Like the food in the cafeteria, nothing is wasted in this film; this is as lean a story as you will see with little to no baggage weighing it down. The moments of silence are punctuated with your frustrations and hope for these boys, for Memo to get better, for the staff to get to the root cause of the issue directly. The way the blaming of one person to the next carries on throughout has you clenching your fists as you can see that as they are trying to find out the reason why Memo is ill, no one is in a position to improve on his condition. Cold stares will not help him.
However, as mentioned before, there is a glimmer of hope in this story; Yusuf is steadfast in his efforts to get the help that Memo needs. Some of the teachers also want to help but are limited in how they can due to the remote nature of their location. We may have a harsh and unforgiving environment presented before us, but some people are willing to try; they are just woefully unequipped to be able to help. Do things after these events work out in a positive manner for Yusuf, the boys or even the teachers? Most likely not in the truth, it doesn’t appear as if their world will alter dramatically anytime soon, maybe though future generations will see some better fortune and that situation that befall boys like Memo at this school never happen again. We can but only hope.
It mustn’t go unnoticed that the younger teachers make the efforts to try and help Memo, who get actively frustrated at their continually failing attempts to get him to a hospital.

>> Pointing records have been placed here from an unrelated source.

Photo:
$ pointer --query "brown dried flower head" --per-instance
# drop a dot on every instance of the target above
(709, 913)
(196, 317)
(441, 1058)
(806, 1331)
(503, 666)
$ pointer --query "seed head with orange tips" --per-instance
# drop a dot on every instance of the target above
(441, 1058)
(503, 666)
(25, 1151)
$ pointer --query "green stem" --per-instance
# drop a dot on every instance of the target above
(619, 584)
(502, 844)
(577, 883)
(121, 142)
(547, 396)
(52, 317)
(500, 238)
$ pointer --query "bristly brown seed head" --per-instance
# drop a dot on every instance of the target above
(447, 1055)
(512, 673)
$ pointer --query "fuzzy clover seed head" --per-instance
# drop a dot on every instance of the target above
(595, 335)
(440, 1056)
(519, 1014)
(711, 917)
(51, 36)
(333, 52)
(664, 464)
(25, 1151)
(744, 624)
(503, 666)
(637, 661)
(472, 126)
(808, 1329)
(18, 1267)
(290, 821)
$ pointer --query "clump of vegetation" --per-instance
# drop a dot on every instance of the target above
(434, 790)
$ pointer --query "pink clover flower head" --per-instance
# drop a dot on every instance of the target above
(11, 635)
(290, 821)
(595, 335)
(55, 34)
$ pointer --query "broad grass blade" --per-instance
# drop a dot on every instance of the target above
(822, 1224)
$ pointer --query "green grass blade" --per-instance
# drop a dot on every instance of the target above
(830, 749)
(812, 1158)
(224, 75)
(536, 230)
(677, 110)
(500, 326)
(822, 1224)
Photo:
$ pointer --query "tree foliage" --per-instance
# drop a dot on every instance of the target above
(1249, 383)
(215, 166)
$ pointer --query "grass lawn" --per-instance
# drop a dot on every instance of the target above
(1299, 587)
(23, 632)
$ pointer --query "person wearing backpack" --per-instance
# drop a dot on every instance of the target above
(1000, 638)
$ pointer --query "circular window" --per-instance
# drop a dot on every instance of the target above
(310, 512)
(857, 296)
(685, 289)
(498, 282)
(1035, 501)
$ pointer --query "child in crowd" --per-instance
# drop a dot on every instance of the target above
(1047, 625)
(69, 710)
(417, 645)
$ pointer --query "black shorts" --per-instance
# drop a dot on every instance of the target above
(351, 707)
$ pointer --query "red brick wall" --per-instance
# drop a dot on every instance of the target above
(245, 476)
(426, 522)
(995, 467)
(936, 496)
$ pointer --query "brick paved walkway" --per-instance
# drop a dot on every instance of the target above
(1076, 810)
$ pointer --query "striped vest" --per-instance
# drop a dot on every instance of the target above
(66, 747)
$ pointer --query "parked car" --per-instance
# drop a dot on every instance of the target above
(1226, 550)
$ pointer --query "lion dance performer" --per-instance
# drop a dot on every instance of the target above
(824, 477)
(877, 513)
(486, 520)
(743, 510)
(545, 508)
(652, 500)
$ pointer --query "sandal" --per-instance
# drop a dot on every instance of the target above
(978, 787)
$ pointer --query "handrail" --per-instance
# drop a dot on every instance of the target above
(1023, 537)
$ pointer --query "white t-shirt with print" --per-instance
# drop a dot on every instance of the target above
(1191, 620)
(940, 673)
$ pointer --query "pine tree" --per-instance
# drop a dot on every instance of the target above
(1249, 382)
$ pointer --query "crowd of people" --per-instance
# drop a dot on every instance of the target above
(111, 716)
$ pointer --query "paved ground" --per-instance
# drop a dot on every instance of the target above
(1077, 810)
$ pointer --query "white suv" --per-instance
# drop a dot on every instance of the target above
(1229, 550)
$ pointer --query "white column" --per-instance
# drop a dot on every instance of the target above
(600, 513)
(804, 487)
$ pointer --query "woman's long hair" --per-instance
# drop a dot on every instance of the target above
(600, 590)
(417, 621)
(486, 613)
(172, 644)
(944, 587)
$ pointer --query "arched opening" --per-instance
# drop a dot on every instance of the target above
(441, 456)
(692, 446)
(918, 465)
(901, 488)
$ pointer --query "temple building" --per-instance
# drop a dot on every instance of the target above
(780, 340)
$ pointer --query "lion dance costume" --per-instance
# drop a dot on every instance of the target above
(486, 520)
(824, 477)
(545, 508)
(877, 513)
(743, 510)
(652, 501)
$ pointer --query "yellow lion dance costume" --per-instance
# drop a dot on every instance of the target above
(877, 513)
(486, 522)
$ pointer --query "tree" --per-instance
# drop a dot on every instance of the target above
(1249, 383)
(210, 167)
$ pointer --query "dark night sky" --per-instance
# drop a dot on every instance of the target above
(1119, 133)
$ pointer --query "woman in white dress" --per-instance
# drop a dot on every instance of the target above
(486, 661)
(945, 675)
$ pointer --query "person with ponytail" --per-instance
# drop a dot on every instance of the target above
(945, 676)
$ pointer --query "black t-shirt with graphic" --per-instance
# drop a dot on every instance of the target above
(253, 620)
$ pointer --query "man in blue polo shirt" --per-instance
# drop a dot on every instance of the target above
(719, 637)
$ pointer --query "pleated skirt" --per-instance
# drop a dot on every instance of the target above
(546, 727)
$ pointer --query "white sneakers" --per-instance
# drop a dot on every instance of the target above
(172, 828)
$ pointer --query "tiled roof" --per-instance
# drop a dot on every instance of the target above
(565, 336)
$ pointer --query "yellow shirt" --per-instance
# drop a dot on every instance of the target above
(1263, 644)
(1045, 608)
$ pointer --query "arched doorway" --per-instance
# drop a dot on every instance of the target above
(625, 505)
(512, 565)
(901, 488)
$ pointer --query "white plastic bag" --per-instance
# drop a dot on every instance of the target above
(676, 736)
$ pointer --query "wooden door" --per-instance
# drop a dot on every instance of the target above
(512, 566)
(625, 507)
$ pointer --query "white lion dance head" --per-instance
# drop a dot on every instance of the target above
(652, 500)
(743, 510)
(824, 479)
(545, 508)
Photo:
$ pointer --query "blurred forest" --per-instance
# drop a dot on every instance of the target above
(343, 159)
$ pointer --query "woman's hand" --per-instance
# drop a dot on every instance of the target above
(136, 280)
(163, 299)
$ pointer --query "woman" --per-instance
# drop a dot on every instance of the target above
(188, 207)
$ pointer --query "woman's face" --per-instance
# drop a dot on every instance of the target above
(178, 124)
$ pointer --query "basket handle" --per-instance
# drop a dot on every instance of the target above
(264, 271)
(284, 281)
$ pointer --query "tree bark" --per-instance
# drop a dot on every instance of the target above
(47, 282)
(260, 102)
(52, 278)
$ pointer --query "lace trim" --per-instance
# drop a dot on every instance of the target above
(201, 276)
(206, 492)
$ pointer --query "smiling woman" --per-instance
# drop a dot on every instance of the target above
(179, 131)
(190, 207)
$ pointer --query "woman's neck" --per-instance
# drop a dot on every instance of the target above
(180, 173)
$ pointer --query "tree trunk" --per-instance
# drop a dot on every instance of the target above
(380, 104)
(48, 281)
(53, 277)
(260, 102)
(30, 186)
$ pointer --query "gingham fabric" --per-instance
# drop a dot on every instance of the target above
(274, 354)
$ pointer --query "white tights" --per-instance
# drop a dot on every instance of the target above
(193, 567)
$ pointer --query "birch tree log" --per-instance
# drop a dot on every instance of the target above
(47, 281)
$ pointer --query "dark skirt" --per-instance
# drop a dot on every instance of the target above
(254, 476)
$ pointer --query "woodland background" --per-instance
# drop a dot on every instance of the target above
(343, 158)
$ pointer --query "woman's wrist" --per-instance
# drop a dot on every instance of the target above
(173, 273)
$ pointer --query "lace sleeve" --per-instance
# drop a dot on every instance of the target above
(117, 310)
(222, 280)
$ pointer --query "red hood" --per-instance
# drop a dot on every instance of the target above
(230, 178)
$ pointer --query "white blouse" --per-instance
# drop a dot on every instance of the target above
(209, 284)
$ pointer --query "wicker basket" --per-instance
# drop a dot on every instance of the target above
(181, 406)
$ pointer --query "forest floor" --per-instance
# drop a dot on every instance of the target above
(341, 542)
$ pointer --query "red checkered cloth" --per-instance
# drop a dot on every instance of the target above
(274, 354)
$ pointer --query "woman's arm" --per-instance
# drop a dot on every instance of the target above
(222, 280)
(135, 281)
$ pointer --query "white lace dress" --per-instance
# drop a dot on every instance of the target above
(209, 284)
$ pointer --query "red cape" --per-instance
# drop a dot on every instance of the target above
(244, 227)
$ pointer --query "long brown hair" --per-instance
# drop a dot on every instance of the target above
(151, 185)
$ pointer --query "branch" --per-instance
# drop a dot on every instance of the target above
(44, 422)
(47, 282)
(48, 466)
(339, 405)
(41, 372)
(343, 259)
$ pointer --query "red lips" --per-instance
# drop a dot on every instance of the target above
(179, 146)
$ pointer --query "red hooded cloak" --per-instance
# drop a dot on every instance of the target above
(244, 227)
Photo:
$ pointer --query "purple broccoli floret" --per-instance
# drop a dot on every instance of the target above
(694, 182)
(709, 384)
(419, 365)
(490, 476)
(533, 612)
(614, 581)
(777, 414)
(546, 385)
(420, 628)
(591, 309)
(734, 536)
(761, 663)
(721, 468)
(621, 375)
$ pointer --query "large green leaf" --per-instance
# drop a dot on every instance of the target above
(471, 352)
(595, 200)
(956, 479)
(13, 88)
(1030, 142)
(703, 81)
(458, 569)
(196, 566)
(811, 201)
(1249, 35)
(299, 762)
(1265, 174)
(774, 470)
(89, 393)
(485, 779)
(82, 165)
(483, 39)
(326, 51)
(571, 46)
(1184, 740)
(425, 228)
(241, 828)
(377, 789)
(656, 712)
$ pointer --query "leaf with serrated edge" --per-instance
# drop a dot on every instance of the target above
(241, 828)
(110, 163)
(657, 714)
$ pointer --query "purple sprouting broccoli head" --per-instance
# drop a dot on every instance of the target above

Also, almost all of the teachers are males, and with that, there is a tendency for those characters to be colder to their students than the one female teacher that we see is. In a small moment, instead of shouting at the boy for dropping his coat, she runs to pick it up and put it on him—a moment of softness and empathy that has not been present at all beforehand.
Brother’s Keeper is a complex picture as it tries to navigate itself around an environment that takes no prisoners, even if those “prisoners” are children with a heartbreaking performance from the young Samet Yildiz, who does his best to haunt you with his eyes throughout. You are left with a memorable, intimate feature that becomes hard to shake off.